One in seven jobs in Virginia is directly or indirectly linked to the federal government. Cuts to the federal workforce and government spending will mean a significant hit to Virginia’s economy this year, according a new economic forecast.
The University of Virginia’s Weldon Cooper Center for Public Service forecasts Virginia will lose 32,000 jobs this year because of federal government cuts, economic output will slow and the unemployment rate will rise to 3.9% this year and as high as 4.7% in 2026.
Virginia’s current unemployment rate is 3.2%.
Cuts directly tied to government jobs and spending will have an inevitable spillover effect, the report said.
“We have several hundred thousand people in Virginia who work for contractors with the federal government, so they are not federal employees,” said Eric Scorsone, executive director at the Cooper Center. “Those companies could potentially be laying people off. And ultimately that spills over to other industries like retail, restaurants.”
The report, one of several forecasting a slowing regional economy and job market, said policymakers need to address Virginia fallout from federal government actions now. One of the biggest risks, according to Scorsone, will be keeping those personally affected by cuts from leaving the region.
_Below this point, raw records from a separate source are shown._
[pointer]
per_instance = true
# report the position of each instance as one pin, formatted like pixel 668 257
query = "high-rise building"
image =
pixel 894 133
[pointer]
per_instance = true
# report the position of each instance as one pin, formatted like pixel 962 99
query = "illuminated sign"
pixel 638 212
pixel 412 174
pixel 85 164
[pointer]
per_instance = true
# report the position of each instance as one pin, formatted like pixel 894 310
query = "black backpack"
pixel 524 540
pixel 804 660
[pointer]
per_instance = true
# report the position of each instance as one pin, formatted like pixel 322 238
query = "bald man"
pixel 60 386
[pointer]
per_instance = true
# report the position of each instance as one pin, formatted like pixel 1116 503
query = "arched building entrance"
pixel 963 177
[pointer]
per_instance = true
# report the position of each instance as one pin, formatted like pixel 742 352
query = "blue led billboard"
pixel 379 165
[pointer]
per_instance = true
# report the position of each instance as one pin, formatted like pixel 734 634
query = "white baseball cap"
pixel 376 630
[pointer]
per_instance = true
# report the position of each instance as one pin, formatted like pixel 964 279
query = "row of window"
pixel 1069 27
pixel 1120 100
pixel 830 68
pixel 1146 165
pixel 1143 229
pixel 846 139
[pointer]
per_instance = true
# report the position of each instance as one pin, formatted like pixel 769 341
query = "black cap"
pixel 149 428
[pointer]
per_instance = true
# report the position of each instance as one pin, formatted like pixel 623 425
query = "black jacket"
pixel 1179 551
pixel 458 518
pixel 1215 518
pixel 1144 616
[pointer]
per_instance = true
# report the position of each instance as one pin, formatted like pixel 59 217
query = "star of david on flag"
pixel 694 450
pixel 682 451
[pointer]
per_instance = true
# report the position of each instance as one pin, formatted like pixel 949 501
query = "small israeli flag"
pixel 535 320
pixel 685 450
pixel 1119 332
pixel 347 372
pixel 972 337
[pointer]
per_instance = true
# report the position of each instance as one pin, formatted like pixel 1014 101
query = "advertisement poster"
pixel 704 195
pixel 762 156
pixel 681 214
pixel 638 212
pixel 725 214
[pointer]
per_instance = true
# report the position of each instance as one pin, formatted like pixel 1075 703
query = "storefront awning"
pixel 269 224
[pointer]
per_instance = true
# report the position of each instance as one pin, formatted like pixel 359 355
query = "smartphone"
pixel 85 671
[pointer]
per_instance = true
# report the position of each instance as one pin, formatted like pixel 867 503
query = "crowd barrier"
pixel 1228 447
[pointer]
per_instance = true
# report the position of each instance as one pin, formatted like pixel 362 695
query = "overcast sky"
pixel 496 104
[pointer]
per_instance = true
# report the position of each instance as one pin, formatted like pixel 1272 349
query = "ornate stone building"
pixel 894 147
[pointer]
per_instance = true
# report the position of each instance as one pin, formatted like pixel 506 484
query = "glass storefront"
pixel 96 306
“That’s a real danger here, that people will leave the region entirely,” he said. “So it is important now to be looking at our assets and strengths beyond the federal government, looking at what opportunities we can seek out. And then providing for people who need help, because there certainly will be a lot of those.”
Even with a labor market strain, the report said Virginia’s gross domestic product — the total value of goods and services produced in the state — will remain in positive territory, driven by productivity gains and resilience in other industries shielded from federal cuts. And some industries directly tied to government spending will potentially still see growth.
“The military may do OK,” Scorsone said, adding there appears to be a potential increase in spending. “There is a potential focus on shipbuilding, which would favor Hampton Roads. So there are some positives like that, that will certainly offset some of the negatives.”
Even so, overall growth in Virginia will slow, and will be more pronounced than national trends. The report notes the 2025 outlook reflects a broad-based slowdown after several years of moderate expansion, with almost every major sector expected to shrink or stagnate.
The Cooper Center’s full quarterly economic forecast for the Commonwealth this year is online.